The best way to tackle an illness is to start treatment as early as possible. In the case of depression, recent studies has revealed that there may be a way to identify depression symptoms in children. An fMRI study was conducted on a group of preschool students to see if there were any differences in the brains of depressed and non depressed kids at this early of an age.
The children were shown pictures of faces that had a myriad of different expressions. The faces showed the different emotions of happy, sad, fearful, and neutral. When viewing the photos, the fMRI examined the brain activity of the the different participants. To the researcher’s surprise, there was a difference between children who were and were not depressed!
Preschoolers with depression demonstrated increased blood flow in the amygdala when viewing any facial expression in comparison to preschoolers without depression.

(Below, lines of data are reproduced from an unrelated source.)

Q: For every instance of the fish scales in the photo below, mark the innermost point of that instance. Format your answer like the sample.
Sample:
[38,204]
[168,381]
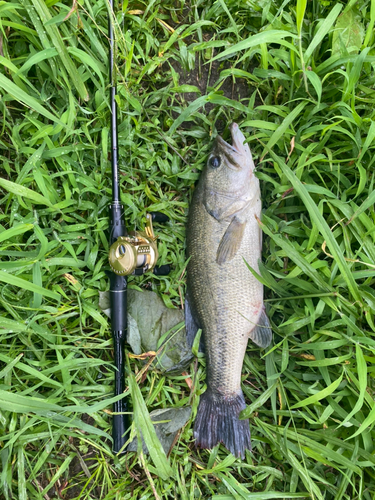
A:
[224,298]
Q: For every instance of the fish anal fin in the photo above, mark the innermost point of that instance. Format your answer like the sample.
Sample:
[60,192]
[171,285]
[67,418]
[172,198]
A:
[231,241]
[191,325]
[261,335]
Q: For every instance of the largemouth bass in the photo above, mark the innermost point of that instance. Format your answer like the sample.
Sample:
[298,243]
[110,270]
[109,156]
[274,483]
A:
[223,297]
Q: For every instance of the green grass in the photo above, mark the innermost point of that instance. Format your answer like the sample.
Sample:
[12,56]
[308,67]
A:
[306,70]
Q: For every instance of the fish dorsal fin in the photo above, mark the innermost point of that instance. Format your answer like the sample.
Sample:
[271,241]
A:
[261,335]
[231,241]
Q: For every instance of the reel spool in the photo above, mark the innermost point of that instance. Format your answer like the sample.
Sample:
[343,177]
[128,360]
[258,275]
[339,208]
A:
[137,252]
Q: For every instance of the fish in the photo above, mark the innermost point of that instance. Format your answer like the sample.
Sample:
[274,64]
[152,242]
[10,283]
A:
[223,297]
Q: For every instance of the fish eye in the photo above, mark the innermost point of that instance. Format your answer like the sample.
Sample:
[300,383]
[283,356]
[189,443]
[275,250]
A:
[215,161]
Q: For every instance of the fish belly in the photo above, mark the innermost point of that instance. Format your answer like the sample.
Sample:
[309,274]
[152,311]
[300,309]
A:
[227,301]
[227,298]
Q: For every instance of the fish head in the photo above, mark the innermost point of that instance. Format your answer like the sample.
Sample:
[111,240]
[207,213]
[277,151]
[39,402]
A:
[230,183]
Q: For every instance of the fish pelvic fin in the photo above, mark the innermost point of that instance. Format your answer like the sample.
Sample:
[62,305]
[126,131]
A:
[217,421]
[261,335]
[231,241]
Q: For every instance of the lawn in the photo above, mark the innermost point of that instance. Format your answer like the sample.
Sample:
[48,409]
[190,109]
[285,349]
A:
[298,77]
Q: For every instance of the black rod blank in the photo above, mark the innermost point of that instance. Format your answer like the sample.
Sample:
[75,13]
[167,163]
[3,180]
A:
[118,284]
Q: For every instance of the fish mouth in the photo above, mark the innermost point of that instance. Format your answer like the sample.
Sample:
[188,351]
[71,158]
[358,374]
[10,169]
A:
[234,151]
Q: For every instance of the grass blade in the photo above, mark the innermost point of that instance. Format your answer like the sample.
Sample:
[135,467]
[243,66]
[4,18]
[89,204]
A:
[144,424]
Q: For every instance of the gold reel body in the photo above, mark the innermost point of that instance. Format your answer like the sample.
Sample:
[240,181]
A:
[135,252]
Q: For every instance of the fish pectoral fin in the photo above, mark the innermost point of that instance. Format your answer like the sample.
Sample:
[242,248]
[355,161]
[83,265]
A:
[191,325]
[261,335]
[231,241]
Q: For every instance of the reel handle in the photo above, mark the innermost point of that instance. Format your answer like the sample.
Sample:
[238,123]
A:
[159,217]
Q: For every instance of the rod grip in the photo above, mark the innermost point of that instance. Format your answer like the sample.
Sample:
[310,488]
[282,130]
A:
[118,299]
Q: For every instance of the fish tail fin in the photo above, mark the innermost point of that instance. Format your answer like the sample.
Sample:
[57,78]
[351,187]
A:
[217,422]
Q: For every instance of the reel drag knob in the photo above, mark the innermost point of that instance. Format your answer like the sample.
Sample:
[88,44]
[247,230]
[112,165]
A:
[123,256]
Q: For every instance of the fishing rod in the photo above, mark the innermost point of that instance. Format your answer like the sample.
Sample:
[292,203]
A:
[129,253]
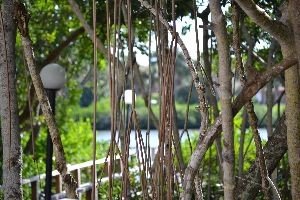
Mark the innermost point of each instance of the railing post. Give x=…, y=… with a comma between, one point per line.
x=34, y=190
x=58, y=184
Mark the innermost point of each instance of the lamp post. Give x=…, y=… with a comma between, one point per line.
x=53, y=78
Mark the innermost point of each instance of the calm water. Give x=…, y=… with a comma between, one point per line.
x=104, y=135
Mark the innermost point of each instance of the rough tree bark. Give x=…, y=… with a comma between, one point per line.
x=248, y=186
x=225, y=76
x=22, y=18
x=294, y=136
x=282, y=32
x=12, y=159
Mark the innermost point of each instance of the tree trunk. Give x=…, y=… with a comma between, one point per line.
x=12, y=159
x=274, y=150
x=293, y=105
x=225, y=76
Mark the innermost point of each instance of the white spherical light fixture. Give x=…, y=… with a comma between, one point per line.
x=53, y=76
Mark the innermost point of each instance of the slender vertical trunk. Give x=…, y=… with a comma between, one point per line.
x=270, y=100
x=225, y=75
x=12, y=159
x=293, y=105
x=242, y=142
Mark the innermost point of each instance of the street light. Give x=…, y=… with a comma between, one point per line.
x=53, y=77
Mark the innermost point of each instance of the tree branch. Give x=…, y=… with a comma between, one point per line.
x=246, y=94
x=276, y=28
x=274, y=150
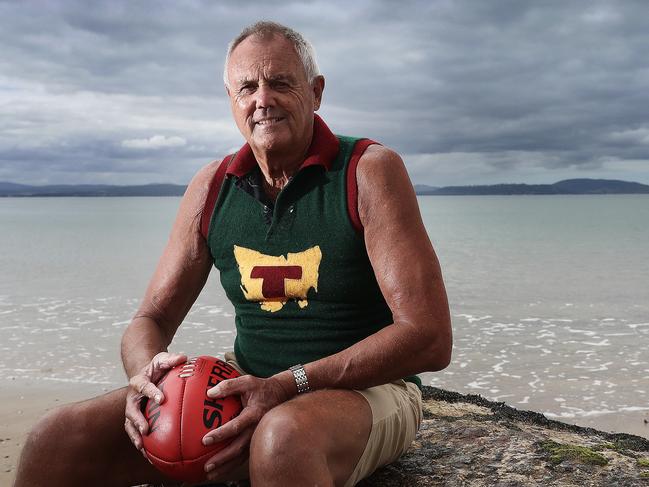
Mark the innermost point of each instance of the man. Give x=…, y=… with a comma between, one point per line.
x=321, y=248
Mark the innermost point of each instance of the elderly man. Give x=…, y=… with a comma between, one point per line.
x=338, y=295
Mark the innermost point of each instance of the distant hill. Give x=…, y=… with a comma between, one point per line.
x=425, y=189
x=568, y=186
x=22, y=190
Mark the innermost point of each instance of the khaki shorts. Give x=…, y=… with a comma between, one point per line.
x=396, y=417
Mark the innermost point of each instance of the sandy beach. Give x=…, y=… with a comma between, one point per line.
x=23, y=403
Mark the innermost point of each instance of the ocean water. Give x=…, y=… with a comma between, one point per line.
x=549, y=296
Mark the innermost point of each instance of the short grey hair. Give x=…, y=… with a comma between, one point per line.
x=265, y=28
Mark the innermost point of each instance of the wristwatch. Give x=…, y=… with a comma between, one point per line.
x=301, y=380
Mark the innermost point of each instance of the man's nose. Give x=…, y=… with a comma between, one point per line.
x=265, y=96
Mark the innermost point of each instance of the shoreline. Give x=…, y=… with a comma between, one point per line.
x=27, y=401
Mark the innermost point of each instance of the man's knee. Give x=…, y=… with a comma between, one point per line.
x=60, y=432
x=283, y=437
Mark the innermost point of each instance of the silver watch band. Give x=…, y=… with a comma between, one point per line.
x=301, y=380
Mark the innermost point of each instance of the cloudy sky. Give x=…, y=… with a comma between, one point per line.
x=468, y=92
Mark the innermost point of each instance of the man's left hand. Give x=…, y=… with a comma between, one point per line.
x=258, y=396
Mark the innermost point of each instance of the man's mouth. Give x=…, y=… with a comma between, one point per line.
x=269, y=120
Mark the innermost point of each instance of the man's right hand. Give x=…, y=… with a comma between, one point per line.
x=143, y=385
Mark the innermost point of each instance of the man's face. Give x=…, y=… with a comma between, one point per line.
x=271, y=99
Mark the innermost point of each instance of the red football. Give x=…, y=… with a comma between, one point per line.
x=177, y=426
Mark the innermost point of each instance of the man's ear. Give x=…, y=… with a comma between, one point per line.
x=318, y=88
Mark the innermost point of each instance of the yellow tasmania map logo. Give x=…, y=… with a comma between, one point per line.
x=273, y=280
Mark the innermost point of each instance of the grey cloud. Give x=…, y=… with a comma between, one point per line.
x=519, y=89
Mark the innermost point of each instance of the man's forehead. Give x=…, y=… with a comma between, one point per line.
x=257, y=58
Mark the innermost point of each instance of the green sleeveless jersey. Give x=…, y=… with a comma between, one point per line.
x=297, y=273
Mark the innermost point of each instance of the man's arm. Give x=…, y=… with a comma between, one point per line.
x=409, y=275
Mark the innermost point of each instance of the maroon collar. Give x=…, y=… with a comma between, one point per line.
x=322, y=151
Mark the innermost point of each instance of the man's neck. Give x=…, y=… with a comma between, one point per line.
x=278, y=168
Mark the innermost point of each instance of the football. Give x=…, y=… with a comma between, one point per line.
x=177, y=426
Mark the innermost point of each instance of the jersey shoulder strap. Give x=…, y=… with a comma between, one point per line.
x=213, y=194
x=352, y=184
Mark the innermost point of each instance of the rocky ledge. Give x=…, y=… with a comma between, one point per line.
x=466, y=440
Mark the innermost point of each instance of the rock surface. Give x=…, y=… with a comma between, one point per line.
x=466, y=440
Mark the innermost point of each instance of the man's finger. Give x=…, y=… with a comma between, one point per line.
x=145, y=387
x=133, y=434
x=229, y=387
x=135, y=416
x=169, y=360
x=232, y=428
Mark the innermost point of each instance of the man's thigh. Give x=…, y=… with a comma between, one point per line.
x=83, y=443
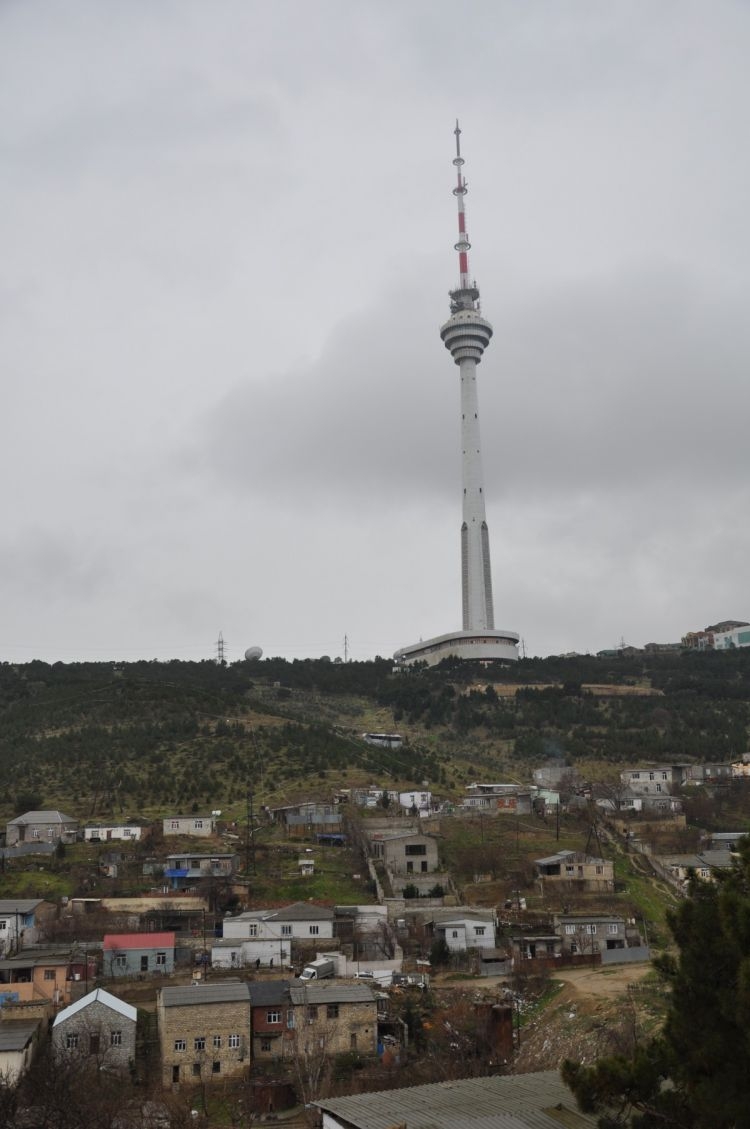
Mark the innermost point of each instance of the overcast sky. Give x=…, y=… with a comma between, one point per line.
x=226, y=243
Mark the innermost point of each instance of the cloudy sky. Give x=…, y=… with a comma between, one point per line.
x=226, y=242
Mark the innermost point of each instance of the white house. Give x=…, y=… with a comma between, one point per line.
x=467, y=931
x=201, y=825
x=263, y=937
x=104, y=832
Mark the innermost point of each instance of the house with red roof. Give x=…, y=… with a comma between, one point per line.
x=138, y=954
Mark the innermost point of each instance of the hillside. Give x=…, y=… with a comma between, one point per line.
x=145, y=737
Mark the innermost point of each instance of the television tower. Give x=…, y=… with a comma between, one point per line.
x=465, y=335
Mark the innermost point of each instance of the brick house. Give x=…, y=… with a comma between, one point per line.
x=272, y=1018
x=101, y=1025
x=205, y=1031
x=131, y=954
x=334, y=1015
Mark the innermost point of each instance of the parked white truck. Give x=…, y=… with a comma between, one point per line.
x=317, y=970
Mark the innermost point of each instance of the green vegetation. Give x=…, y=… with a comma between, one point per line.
x=694, y=1075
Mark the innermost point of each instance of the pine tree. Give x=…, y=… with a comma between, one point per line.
x=696, y=1075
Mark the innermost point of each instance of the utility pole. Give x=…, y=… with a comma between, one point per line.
x=250, y=847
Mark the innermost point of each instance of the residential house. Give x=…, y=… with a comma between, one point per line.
x=44, y=976
x=264, y=937
x=205, y=1031
x=22, y=922
x=46, y=826
x=404, y=852
x=334, y=1015
x=522, y=1101
x=655, y=779
x=101, y=1025
x=201, y=825
x=105, y=832
x=576, y=871
x=679, y=868
x=498, y=798
x=725, y=840
x=594, y=933
x=185, y=869
x=272, y=1018
x=465, y=930
x=18, y=1042
x=132, y=954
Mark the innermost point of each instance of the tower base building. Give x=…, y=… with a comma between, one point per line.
x=465, y=335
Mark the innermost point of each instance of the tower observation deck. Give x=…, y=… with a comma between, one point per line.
x=465, y=335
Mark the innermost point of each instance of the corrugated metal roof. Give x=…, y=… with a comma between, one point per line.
x=42, y=817
x=98, y=996
x=127, y=941
x=227, y=991
x=330, y=991
x=264, y=992
x=525, y=1101
x=19, y=904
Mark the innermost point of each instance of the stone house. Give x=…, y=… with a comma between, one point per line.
x=205, y=1031
x=200, y=825
x=406, y=852
x=333, y=1016
x=272, y=1018
x=131, y=954
x=577, y=872
x=101, y=1025
x=41, y=826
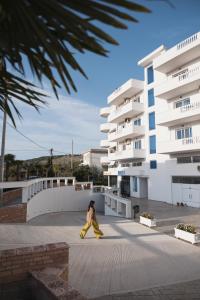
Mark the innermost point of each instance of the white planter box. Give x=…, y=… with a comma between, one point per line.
x=187, y=236
x=147, y=222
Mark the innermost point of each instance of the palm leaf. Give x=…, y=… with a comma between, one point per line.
x=47, y=33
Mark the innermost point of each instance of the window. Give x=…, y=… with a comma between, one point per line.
x=152, y=144
x=135, y=184
x=152, y=124
x=150, y=75
x=137, y=122
x=153, y=164
x=182, y=103
x=151, y=101
x=183, y=133
x=138, y=144
x=185, y=180
x=184, y=160
x=137, y=164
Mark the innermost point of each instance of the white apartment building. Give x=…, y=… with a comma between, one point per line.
x=153, y=127
x=95, y=157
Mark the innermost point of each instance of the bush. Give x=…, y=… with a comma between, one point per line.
x=187, y=227
x=148, y=216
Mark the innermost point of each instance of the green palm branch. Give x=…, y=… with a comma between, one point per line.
x=44, y=35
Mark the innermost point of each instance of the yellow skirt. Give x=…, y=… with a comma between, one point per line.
x=98, y=233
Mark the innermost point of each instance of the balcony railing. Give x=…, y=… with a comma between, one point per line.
x=187, y=41
x=174, y=116
x=128, y=110
x=179, y=146
x=128, y=131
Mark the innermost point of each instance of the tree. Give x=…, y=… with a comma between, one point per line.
x=9, y=161
x=43, y=37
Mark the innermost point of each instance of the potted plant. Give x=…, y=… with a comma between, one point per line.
x=187, y=232
x=147, y=219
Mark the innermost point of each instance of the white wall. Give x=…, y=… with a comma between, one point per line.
x=63, y=199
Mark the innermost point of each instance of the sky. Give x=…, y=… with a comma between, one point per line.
x=76, y=116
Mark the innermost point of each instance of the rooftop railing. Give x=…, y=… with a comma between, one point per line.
x=187, y=41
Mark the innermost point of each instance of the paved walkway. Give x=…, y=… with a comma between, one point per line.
x=180, y=291
x=168, y=215
x=130, y=257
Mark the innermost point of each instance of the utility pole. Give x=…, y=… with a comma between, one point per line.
x=3, y=150
x=72, y=156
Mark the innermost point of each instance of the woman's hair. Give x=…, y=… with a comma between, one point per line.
x=91, y=204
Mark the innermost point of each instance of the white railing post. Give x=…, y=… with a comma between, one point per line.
x=25, y=194
x=128, y=209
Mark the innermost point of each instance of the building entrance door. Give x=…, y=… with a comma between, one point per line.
x=125, y=186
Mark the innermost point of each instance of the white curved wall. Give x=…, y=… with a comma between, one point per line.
x=62, y=199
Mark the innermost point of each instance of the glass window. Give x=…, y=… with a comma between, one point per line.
x=184, y=160
x=137, y=122
x=182, y=103
x=152, y=124
x=196, y=158
x=138, y=144
x=150, y=75
x=135, y=184
x=152, y=144
x=183, y=133
x=153, y=164
x=151, y=101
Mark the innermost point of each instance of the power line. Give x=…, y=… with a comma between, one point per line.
x=32, y=141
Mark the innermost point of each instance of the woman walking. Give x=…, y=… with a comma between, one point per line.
x=91, y=221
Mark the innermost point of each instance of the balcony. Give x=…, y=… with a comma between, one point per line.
x=176, y=85
x=105, y=111
x=179, y=146
x=129, y=154
x=129, y=131
x=176, y=116
x=104, y=143
x=104, y=160
x=128, y=110
x=127, y=90
x=178, y=55
x=105, y=127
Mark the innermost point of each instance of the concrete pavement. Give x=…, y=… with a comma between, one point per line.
x=130, y=257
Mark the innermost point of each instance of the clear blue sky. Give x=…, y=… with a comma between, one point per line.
x=77, y=116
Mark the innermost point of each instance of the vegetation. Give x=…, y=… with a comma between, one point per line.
x=187, y=227
x=94, y=174
x=43, y=167
x=148, y=216
x=42, y=37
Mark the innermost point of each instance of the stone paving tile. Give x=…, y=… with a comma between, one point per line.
x=180, y=291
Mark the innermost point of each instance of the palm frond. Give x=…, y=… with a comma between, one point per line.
x=46, y=32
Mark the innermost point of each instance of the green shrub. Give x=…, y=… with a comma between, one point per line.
x=187, y=227
x=148, y=216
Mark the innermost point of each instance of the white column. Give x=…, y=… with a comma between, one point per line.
x=108, y=180
x=128, y=210
x=25, y=194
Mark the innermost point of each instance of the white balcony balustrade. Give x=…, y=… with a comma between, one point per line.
x=174, y=58
x=129, y=130
x=106, y=127
x=179, y=146
x=104, y=143
x=104, y=160
x=176, y=116
x=127, y=90
x=128, y=110
x=179, y=83
x=105, y=111
x=129, y=154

The preschoolers with greater amygdala activity went on to demonstrate a greater negative affect later on in life. These findings are a huge step in a positive direction for treatment of depression. If the depression can be identified at this early of an age, individuals can begin treatment right away and avoid problems caused by the illness that would occur later in life. These individuals could start learning strategies to manage depression much earlier, which may decrease the negative impact of the illness in the future.
Perhaps one of the most exciting components of this research is that there is a difference of brain functioning in individuals who have direction. Finding this difference has sparked investigation of new treatment programs, other brain differences, and has enhanced the overall diagnosis ability of doctors.